- First appearance: "Cartman Gets an Anal Probe" (1997)
- Created by: Trey Parker; Matt Stone;
- Designed by: Trey Parker; Matt Stone;
- Voiced by: Trey Parker (1999); Adrien Beard (2000–present); Lou Rawls (singing voice; "Wing");

In-universe information
- Alias: Tupperware
- Gender: Male
- Occupation: Elementary school student; Police officer (future);
- Family: Linda Black (mother) Steve Black (father)
- Significant other: Nichole Daniels (girlfriend)
- Education: South Park Elementary
- Residence: South Park, Colorado, United States

= Tolkien Black =

Fictional character from South Park

Tolkien Black is a fictional character in the adult animated television series South Park. He was voiced by Trey Parker in early appearances, but South Park art director Adrien Beard took over in 2000 and has performed the character since. Until 2022, the character's name was Token Black as a play on tokenism, and he formerly had the last name "Williams". His name was retconned in the episode "The Big Fix" to be Tolkien, after J. R. R. Tolkien, though earlier episodes now have his name spelled Tolkien in the closed captioning.

==Biography==
Tolkien attends South Park Elementary, initially as a third-grade student of Mr. Garrison's class before moving up to fourth-grade.

He was originally the only black student attending the school until Nichole Daniels was introduced in "Cartman Finds Love".

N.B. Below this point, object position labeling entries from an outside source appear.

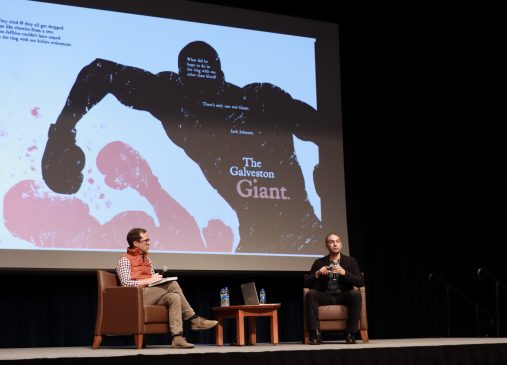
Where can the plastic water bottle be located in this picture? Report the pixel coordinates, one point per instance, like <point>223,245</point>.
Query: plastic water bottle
<point>226,297</point>
<point>222,297</point>
<point>263,296</point>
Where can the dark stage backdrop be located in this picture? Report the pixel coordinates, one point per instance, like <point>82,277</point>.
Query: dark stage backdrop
<point>425,185</point>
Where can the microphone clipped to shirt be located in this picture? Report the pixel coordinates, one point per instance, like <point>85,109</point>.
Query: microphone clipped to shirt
<point>334,263</point>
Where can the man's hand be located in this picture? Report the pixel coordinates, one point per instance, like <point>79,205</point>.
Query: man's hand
<point>146,282</point>
<point>323,271</point>
<point>337,269</point>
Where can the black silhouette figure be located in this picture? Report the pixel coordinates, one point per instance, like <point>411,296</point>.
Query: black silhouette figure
<point>218,125</point>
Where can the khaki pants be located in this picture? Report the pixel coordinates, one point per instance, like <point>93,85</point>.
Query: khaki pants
<point>171,296</point>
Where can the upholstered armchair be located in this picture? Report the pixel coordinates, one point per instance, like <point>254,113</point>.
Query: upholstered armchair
<point>334,317</point>
<point>120,311</point>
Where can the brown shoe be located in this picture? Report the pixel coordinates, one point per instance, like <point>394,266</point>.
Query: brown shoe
<point>180,342</point>
<point>200,323</point>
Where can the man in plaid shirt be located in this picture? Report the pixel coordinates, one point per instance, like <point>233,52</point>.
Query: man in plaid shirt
<point>135,268</point>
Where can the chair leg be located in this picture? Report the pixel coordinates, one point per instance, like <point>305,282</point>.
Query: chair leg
<point>364,336</point>
<point>139,341</point>
<point>96,342</point>
<point>306,336</point>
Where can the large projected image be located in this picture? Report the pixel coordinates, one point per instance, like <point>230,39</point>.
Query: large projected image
<point>205,135</point>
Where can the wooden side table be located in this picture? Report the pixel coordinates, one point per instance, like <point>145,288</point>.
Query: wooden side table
<point>240,312</point>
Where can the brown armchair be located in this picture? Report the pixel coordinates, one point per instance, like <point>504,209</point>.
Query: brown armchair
<point>334,317</point>
<point>120,311</point>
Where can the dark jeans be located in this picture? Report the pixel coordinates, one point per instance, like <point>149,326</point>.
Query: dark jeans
<point>351,299</point>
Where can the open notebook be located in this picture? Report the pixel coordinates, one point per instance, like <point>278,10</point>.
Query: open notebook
<point>249,294</point>
<point>164,280</point>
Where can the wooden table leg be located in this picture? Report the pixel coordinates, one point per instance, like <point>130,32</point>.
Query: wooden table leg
<point>219,334</point>
<point>273,321</point>
<point>252,331</point>
<point>240,328</point>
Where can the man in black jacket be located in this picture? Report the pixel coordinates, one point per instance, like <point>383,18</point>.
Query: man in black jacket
<point>331,281</point>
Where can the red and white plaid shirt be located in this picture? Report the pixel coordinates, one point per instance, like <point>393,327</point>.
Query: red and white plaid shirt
<point>123,271</point>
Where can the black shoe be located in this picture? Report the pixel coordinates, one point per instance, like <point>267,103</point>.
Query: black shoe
<point>315,338</point>
<point>350,338</point>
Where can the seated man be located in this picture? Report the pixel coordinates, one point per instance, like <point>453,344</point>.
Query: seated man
<point>331,280</point>
<point>136,269</point>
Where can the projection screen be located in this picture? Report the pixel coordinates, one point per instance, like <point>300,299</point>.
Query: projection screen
<point>216,129</point>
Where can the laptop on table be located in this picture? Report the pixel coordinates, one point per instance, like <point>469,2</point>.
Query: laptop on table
<point>249,292</point>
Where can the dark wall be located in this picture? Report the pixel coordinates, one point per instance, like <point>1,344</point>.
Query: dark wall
<point>425,182</point>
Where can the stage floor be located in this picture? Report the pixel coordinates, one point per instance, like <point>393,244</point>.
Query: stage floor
<point>104,352</point>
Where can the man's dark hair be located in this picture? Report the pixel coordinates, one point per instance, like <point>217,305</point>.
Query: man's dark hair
<point>134,235</point>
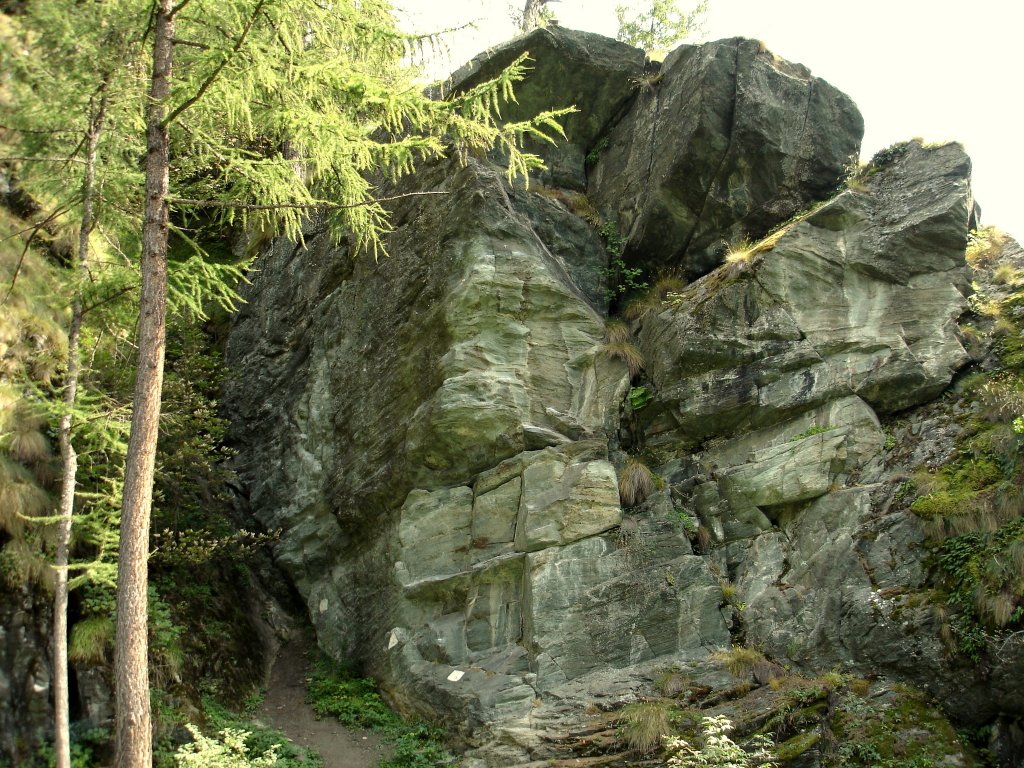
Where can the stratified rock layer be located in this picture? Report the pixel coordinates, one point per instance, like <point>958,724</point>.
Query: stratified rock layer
<point>439,435</point>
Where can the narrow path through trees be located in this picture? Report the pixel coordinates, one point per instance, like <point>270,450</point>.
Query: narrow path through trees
<point>285,709</point>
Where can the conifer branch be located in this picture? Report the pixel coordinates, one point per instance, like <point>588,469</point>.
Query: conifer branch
<point>217,70</point>
<point>315,205</point>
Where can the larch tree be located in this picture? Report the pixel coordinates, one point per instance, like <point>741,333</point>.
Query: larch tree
<point>85,69</point>
<point>269,111</point>
<point>657,25</point>
<point>263,113</point>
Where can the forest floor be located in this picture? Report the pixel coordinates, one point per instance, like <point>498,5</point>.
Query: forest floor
<point>285,708</point>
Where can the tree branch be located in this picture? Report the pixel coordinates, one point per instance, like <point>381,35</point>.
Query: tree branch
<point>62,161</point>
<point>318,205</point>
<point>217,70</point>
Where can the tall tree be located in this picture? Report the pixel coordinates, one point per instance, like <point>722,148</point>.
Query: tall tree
<point>532,14</point>
<point>83,66</point>
<point>268,87</point>
<point>657,25</point>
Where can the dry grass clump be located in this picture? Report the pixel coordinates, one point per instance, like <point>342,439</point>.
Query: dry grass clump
<point>636,482</point>
<point>645,724</point>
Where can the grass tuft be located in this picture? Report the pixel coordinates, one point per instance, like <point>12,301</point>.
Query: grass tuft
<point>636,482</point>
<point>644,725</point>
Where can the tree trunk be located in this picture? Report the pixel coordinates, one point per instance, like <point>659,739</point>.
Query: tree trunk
<point>134,748</point>
<point>69,458</point>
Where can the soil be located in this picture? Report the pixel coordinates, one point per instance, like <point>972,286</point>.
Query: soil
<point>285,709</point>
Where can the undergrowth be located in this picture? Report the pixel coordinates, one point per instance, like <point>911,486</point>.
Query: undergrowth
<point>356,704</point>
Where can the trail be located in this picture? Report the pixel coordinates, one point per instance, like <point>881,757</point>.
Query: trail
<point>285,709</point>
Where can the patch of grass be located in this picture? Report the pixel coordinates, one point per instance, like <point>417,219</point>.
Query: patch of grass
<point>812,430</point>
<point>739,659</point>
<point>356,702</point>
<point>91,639</point>
<point>259,739</point>
<point>645,724</point>
<point>636,482</point>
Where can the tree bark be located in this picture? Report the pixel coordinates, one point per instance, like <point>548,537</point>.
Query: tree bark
<point>134,748</point>
<point>69,457</point>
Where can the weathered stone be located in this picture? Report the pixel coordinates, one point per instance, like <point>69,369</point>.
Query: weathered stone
<point>747,347</point>
<point>728,140</point>
<point>26,711</point>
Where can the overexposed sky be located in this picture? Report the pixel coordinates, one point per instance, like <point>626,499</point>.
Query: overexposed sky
<point>935,69</point>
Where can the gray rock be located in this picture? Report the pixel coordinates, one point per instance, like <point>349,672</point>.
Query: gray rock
<point>26,711</point>
<point>727,140</point>
<point>811,321</point>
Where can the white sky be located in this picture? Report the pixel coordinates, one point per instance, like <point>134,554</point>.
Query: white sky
<point>935,69</point>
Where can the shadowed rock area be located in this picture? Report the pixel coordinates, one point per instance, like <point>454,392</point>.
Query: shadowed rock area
<point>449,437</point>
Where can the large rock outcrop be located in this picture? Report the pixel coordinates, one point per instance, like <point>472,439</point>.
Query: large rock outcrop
<point>441,435</point>
<point>725,141</point>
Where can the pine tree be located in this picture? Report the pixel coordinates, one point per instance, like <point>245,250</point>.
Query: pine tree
<point>657,27</point>
<point>262,113</point>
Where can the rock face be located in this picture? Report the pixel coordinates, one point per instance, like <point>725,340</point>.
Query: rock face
<point>441,435</point>
<point>725,141</point>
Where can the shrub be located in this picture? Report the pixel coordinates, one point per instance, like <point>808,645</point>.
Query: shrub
<point>227,752</point>
<point>739,659</point>
<point>719,750</point>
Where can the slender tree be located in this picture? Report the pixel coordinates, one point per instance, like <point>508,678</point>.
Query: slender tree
<point>260,113</point>
<point>266,89</point>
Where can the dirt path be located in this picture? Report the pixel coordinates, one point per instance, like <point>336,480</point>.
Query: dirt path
<point>285,709</point>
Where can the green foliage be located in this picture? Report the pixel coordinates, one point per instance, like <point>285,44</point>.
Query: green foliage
<point>639,397</point>
<point>91,639</point>
<point>739,659</point>
<point>355,702</point>
<point>227,751</point>
<point>597,150</point>
<point>259,739</point>
<point>657,26</point>
<point>900,730</point>
<point>352,701</point>
<point>620,278</point>
<point>718,750</point>
<point>644,725</point>
<point>636,481</point>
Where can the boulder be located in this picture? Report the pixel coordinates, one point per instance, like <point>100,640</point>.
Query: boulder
<point>727,140</point>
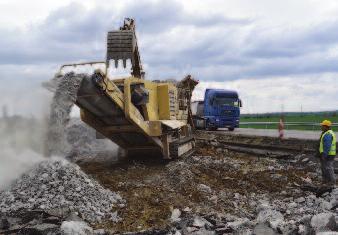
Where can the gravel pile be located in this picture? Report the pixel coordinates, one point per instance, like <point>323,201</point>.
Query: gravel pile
<point>56,184</point>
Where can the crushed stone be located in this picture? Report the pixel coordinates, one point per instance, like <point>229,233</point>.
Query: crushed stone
<point>57,183</point>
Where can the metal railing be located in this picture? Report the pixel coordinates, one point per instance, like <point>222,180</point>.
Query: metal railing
<point>287,125</point>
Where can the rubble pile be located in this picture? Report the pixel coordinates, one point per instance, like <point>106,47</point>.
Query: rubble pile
<point>57,184</point>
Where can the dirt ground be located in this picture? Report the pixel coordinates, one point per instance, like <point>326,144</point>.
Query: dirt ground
<point>206,182</point>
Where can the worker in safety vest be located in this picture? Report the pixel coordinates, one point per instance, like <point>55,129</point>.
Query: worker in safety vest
<point>327,152</point>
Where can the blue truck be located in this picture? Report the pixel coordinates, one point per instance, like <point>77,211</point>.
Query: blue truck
<point>219,109</point>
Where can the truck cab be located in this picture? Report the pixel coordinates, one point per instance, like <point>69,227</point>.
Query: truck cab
<point>219,109</point>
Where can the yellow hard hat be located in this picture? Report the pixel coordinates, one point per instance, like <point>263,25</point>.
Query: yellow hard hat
<point>326,123</point>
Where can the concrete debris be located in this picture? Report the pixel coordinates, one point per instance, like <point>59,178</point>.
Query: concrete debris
<point>272,217</point>
<point>61,106</point>
<point>204,188</point>
<point>324,222</point>
<point>56,184</point>
<point>76,227</point>
<point>175,215</point>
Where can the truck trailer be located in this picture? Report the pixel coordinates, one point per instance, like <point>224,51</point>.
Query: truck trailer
<point>219,109</point>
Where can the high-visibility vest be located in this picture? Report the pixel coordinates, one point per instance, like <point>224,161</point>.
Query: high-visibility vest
<point>333,144</point>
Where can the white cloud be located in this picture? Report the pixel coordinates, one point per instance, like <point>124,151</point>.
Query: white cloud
<point>265,49</point>
<point>309,93</point>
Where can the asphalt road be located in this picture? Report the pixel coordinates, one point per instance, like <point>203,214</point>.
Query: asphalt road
<point>310,135</point>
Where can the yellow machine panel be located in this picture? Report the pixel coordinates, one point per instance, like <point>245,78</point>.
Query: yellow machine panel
<point>135,113</point>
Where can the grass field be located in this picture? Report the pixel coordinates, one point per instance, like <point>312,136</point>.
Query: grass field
<point>289,117</point>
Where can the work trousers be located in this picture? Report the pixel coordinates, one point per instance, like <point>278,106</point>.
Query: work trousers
<point>328,169</point>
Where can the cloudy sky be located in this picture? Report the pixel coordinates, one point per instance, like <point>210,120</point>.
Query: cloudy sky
<point>275,53</point>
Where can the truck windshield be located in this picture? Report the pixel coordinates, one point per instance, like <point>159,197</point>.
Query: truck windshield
<point>226,101</point>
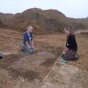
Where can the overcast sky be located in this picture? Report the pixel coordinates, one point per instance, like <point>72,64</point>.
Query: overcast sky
<point>71,8</point>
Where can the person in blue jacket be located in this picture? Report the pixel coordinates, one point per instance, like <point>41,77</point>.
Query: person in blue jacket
<point>28,45</point>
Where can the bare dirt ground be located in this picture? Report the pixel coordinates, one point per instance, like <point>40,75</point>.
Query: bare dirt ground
<point>20,71</point>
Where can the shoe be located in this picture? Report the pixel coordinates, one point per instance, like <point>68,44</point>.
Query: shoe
<point>63,60</point>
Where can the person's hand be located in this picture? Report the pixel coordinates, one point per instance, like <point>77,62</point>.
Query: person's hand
<point>28,46</point>
<point>64,51</point>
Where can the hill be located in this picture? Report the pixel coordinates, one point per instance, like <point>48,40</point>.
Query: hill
<point>44,21</point>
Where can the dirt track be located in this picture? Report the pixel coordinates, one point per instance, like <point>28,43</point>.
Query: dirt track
<point>20,71</point>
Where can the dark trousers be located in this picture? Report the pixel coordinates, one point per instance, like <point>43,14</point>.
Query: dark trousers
<point>27,50</point>
<point>70,55</point>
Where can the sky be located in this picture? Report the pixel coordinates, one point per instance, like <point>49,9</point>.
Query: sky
<point>71,8</point>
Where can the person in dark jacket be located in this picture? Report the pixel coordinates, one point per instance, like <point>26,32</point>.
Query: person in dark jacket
<point>70,52</point>
<point>28,45</point>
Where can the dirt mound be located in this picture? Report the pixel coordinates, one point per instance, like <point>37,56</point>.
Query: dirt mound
<point>44,21</point>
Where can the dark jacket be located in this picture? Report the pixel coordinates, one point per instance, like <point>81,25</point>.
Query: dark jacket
<point>71,42</point>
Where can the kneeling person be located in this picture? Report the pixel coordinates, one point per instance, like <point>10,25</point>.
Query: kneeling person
<point>70,53</point>
<point>28,45</point>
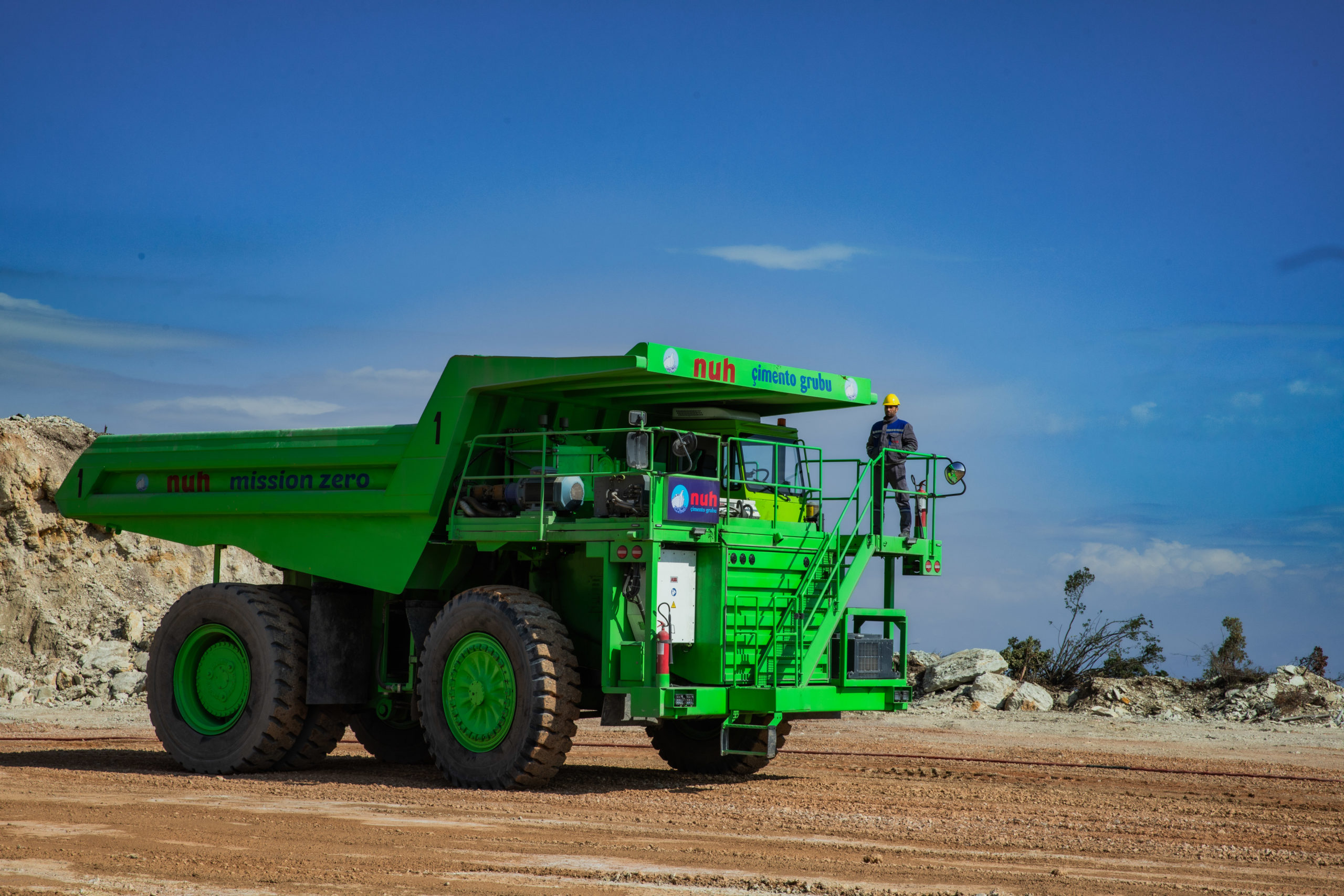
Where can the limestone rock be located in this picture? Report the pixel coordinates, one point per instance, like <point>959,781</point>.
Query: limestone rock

Residing in South Park, he is the only child and son of Steve and Linda Black, who were originally the only African American family in the town until the Daniels family first appeared.

==Character==
===Creation and design===
Tolkien debuted in the series' first episode, "Cartman Gets an Anal Probe", though having no spoken lines. He was composed with construction paper and animated through stop motion. From "Weight Gain 4000" onward he is animated digitally, though in a way which mimics the original use of the construction paper. Tolkien is not offered the same free-ranged motion as hand-drawn characters, as he is shown on one angle, and is animated with a jerky fashion.

Tolkien is African-American, with dark brown skin and short black hair, and usually wears a light purple long sleeve shirt with a yellow letter "T" on it, and dark blue jeans. Up until season 5, Tolkien, along with other African-Americans, had darker skin. Adrien Beard speaks with his normal vocal range and is edited with Pro Tools, which alters the pitch to that of a 10-year-old.

Following the release of "The Big Fix", Tolkien's name was edited in all previously released material to match the retcon, including subtitles of past episodes. Because "The Big Fix" establishes that Stan and Randy have been unaware of Tolkien's real name up until this point, Tolkien's name is still subtitled as "Token" in their dialogue. Stan and Randy are meant to represent the audience, as the episode contains a scene of a character directly speaking to the audience about Tolkien's real name.

==Reception==
Paste magazine ranked him No. 17 on their list of 20 best South Park characters. He was ranked No. 19 on the Looper list of 25 popular South Park characters.